The race to full autonomy
The Loyal Wing’s timeline doesn’t quite line up with that of the Replicator, which many consider overly ambitious, and the Pentagon’s vagueness about the Replicator could be intended to keep rivals confused, but it also means planners are still figuring out capabilities and mission goals, said Paul Scharre, a military AI expert and author of “Four Battlegrounds.”
Anduril and Shield AI, each backed by hundreds of millions of dollars in venture capital funding, are among the companies vying for the contract.
Shield AI’s chief technology officer, Nathan Michael, estimates that the company could have an autonomous swarm of at least three unmanned aerial vehicles ready within a year using the V-BAT aerial drone. The U.S. military currently uses the AI-free V-BAT on Navy ships, in counter-drug missions, and to support Marine Expeditionary Units, according to the company.
It will be a while before they can reliably deploy larger flocks, Michael said: “It’s all about crawling, walking and running, unless you do something that will cause it to fail.”
Shanahan, the Pentagon’s first AI chief, currently trusts only purely defensive weapons systems, like the Phalanx missile defense system on ships, to operate autonomously. He worries less about autonomous weapons making their own decisions and more about systems that don’t work as advertised or that end up killing noncombatants or friendly forces.
The department’s current chief digital and AI officer, Craig Martell, is determined not to let that happen.

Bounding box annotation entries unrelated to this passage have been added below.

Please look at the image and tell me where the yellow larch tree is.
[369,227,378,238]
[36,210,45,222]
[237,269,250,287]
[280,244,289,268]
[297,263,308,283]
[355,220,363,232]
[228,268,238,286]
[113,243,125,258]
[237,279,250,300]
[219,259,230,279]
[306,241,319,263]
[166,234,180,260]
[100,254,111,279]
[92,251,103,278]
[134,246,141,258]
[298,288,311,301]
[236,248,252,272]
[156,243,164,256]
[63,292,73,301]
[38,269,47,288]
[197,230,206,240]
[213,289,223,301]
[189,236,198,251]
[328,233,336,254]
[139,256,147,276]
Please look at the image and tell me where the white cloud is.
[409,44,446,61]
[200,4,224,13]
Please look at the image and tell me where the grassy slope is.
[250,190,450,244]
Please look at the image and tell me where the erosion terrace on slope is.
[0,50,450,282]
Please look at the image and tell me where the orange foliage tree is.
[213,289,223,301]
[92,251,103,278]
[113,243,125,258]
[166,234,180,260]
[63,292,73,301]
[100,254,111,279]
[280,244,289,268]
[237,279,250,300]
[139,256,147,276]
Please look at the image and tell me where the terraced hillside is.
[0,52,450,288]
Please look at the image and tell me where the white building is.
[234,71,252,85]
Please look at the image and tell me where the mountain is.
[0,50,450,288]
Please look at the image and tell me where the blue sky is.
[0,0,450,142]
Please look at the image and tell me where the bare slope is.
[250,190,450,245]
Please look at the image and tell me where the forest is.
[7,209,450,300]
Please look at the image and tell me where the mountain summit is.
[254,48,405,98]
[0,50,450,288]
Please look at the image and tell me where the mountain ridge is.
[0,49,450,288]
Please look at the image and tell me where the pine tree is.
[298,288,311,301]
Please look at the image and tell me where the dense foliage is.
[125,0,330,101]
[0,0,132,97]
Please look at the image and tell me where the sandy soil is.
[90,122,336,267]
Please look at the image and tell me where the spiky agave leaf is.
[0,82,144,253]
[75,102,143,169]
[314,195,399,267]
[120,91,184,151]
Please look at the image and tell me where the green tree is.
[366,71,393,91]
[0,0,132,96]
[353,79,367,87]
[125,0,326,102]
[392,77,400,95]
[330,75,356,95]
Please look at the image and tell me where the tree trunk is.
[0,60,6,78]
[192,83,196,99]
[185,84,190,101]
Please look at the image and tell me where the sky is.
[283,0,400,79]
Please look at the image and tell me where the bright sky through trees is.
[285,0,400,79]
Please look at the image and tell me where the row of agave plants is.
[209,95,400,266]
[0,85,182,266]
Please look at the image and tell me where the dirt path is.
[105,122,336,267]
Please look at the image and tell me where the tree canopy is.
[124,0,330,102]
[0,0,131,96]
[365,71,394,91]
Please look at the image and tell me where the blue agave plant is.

“Regardless of the autonomy of the system, there will always be a responsible agent who understands the limitations of the system, is well trained on the system, has a reasonable amount of confidence in when and where it can be deployed, and is always accountable,” said Martel, who previously led machine learning at LinkedIn and Lyft. “That’s never going to go away.”
When asked when AI will be reliable enough for lethal self-driving, Martel said it’s pointless to generalize. For example, Martel trusts the adaptive cruise control in his car, but not the technology that’s supposed to stop it from changing lanes. “As a person in charge, I wouldn’t deploy this in anything other than very constrained situations,” he said. “Now apply that to the military.”
Martell’s office is evaluating potential use cases for generative AI (it has even created a special task force for that purpose) and is focused on testing and evaluating AI as it’s developed.
An urgent challenge is recruiting and retaining the talent needed to test AI technologies, said Jane Pinellis, a principal AI engineer at the Johns Hopkins University Applied Physics Laboratory who previously served as chief of AI assurance in Martell’s office. The Defense Department can’t compete on salaries: Computer science PhDs with AI-related skills can earn more than the military’s top generals and admirals.
A recent National Academy of Sciences report on Air Force AI also noted that testing and evaluation standards are immature.
Does that mean the U.S. will be forced to deploy less-than-fully-compliant autonomous weapons in the future?
“We’re still operating under the assumption that we have time to do this as rigorously and as diligently as we can,” Pinellis said. “When the time comes for us to act and we’re not prepared, I think someone will be forced to make a decision.”